Experiment 3: Temperature
80 ̊C| 36 ̊C| 22 ̊C| 4 ̊C|
2 minutes| 4 minutes| 4 minutes| 4 minutes|
This chart shows the reaction rate when the enzyme is exposed to certain temperatures. If the enzyme is exposed to higher temperature then the rate of reaction will be faster.
Experiment 4: pH
This chart is showing the time of the reaction under each pH. If the pH is close to 5, the biological pH of the fungus from which our amylase is derived, then the rate of reaction will be higher.

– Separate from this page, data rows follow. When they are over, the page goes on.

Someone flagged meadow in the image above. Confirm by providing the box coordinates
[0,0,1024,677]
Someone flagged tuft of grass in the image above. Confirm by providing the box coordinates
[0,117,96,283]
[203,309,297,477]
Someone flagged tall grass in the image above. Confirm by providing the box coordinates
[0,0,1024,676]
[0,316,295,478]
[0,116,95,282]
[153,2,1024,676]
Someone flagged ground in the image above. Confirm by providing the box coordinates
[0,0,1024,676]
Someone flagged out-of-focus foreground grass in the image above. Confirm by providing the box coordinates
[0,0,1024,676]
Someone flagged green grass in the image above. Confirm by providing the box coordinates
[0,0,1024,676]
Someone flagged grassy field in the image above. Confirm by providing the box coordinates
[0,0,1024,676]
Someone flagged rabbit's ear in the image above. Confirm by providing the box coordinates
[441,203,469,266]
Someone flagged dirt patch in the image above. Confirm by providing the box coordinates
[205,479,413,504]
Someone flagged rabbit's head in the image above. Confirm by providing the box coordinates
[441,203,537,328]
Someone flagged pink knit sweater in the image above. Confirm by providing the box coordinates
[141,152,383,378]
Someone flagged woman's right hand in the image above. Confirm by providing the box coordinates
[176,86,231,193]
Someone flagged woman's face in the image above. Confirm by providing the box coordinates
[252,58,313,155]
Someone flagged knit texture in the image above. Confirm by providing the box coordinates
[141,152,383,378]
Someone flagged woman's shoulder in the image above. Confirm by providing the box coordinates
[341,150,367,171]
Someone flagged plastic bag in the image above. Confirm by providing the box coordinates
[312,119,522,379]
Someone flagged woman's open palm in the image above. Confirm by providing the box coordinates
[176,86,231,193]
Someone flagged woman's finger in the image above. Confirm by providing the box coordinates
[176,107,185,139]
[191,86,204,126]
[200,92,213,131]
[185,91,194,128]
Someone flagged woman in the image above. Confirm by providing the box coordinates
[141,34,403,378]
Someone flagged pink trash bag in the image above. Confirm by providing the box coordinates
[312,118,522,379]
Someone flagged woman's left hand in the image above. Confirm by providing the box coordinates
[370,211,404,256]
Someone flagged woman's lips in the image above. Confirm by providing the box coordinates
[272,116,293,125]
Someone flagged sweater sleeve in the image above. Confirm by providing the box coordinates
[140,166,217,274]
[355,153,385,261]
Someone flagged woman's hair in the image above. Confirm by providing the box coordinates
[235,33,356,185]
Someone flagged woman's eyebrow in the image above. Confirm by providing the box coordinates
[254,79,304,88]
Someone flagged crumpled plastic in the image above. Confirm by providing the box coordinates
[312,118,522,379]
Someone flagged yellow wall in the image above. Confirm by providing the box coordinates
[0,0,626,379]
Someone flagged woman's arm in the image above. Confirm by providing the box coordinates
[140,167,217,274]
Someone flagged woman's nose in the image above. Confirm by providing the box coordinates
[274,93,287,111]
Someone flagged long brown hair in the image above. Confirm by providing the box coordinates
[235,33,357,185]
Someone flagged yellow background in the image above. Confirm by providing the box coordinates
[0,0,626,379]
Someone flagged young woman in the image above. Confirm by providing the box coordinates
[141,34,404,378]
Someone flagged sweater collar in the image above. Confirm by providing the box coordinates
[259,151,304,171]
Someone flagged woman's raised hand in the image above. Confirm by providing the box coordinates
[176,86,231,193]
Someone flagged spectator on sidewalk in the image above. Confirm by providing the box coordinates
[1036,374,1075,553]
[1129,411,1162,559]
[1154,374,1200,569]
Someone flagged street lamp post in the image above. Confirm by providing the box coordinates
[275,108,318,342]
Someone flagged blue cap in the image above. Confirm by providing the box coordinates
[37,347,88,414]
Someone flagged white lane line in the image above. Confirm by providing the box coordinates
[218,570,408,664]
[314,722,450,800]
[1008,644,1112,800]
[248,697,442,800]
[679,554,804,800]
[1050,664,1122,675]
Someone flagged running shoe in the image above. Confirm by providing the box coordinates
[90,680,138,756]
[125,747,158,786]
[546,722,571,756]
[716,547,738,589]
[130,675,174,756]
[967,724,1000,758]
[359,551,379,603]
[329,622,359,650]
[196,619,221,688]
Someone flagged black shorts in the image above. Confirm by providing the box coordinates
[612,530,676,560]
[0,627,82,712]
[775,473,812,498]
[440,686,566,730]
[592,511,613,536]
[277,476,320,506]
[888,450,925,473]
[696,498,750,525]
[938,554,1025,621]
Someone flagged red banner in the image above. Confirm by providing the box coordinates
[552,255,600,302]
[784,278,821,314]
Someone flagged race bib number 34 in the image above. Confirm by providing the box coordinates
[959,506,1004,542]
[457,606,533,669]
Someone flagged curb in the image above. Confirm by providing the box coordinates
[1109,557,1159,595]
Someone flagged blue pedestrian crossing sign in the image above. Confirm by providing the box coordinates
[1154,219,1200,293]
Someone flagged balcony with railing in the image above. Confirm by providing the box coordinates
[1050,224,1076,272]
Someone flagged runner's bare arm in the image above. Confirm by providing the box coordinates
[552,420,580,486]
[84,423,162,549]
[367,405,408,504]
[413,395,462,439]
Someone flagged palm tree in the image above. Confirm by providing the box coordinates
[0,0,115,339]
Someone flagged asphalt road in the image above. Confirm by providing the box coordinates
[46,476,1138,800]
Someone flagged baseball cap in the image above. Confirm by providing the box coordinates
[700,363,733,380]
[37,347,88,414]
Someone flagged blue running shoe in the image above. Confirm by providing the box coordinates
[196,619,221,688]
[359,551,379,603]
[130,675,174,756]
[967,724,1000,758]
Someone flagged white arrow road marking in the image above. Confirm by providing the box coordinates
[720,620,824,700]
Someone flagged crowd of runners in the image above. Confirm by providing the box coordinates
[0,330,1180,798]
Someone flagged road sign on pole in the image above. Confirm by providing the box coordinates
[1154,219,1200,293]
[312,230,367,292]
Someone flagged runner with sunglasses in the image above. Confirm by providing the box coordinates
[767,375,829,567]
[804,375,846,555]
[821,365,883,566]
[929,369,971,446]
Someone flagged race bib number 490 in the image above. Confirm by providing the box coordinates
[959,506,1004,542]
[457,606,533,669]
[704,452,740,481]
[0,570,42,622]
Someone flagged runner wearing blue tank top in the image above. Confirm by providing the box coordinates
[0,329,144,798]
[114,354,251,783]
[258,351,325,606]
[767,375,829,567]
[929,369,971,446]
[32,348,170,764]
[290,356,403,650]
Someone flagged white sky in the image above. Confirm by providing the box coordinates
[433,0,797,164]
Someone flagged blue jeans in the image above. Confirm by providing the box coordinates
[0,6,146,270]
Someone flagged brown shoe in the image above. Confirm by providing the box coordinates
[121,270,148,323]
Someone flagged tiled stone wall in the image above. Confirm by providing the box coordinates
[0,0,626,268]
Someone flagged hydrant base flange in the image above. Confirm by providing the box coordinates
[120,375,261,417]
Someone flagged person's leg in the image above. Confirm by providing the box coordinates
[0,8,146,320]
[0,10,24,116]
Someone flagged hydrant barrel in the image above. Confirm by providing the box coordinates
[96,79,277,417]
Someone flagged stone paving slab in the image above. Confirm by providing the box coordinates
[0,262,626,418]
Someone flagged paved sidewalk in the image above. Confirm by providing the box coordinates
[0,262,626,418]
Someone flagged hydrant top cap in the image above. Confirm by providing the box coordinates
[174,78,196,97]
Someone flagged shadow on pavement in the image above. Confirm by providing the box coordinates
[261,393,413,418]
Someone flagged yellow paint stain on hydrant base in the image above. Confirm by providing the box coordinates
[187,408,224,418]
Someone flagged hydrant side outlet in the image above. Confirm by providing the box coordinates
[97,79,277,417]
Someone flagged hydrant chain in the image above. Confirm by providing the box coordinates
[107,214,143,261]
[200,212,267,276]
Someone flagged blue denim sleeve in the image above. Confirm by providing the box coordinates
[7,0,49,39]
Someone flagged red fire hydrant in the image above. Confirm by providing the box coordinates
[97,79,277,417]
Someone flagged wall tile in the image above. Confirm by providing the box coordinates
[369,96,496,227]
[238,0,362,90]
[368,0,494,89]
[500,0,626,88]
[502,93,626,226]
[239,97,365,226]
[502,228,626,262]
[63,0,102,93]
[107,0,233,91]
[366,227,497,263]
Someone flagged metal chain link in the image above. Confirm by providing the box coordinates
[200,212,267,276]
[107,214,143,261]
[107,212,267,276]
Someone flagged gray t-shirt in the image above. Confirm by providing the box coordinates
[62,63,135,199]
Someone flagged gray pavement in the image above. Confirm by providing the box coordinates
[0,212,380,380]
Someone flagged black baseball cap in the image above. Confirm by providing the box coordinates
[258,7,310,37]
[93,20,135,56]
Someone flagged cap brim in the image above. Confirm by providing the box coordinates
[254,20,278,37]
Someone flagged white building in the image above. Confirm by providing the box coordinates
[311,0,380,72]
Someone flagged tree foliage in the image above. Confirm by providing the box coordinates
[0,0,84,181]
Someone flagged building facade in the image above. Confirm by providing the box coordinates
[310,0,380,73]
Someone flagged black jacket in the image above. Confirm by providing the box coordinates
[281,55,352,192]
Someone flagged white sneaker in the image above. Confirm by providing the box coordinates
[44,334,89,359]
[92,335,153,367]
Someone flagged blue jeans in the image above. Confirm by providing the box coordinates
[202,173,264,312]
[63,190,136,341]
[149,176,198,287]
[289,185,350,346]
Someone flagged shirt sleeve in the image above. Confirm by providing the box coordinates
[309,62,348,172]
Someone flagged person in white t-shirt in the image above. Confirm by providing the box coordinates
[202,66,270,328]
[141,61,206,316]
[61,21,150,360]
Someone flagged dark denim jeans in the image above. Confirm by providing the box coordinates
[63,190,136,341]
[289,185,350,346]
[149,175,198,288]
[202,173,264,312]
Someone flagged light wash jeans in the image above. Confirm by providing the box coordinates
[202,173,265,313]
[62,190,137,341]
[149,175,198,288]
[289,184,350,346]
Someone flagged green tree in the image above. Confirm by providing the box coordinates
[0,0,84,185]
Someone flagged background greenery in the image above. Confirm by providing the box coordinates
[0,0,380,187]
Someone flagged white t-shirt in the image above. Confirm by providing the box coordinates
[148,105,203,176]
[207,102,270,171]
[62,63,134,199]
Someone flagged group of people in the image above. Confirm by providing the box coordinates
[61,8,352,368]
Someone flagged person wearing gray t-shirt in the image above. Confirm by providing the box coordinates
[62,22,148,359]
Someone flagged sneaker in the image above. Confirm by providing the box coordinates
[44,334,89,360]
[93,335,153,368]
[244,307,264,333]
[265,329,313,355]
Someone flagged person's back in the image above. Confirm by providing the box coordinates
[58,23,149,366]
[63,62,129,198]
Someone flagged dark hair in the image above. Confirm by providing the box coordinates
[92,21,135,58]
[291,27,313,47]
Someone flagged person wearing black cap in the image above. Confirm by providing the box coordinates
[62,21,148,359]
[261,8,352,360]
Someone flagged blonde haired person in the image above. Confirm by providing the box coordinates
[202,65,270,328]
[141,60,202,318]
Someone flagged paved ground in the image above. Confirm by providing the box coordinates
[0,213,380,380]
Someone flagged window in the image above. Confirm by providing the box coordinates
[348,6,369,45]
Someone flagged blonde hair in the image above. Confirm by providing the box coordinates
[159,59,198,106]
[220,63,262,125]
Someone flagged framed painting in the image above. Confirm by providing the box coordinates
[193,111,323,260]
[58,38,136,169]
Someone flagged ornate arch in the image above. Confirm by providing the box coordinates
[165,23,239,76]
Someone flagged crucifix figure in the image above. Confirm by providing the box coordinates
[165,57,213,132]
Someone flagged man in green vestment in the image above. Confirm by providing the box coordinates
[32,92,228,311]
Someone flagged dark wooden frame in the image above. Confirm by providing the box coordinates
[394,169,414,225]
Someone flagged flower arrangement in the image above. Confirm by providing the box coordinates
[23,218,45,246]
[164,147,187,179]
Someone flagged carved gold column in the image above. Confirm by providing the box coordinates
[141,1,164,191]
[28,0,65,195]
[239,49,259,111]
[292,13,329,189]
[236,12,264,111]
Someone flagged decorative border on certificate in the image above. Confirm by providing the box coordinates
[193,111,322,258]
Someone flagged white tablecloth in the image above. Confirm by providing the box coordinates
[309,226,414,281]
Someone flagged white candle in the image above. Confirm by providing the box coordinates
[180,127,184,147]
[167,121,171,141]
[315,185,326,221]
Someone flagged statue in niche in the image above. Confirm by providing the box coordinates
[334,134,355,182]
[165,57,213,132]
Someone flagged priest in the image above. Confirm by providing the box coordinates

Throughout this lab, many procedures were issued and it took a lot of trial and error for us to complete this lab successfully. However throughout problem solving and hard work, we were able to use realistic hypothesis, charts, and tables to conclude that the data throughout the lab is correct. The results matched up with most of experiments, except for experiment 1, where we found no change until the help of our lab instructors. By stating a hypothesis at the beginning of an experiment, it allows you to set a goal on what to expect and then you begin to build around it. Although we did not have enough time to complete each experiment, we formed mega-groups to allow us to be able to obtain the right data for each experiment.
Jane B. Reece; Lisa A. Urry; Michael L. Cain; Steven A. Wasserman; Peter V. Minorsky; Robert B. Jackson. 2011. Campbell: Biology, Ninth Edition. Benjamin Cummings.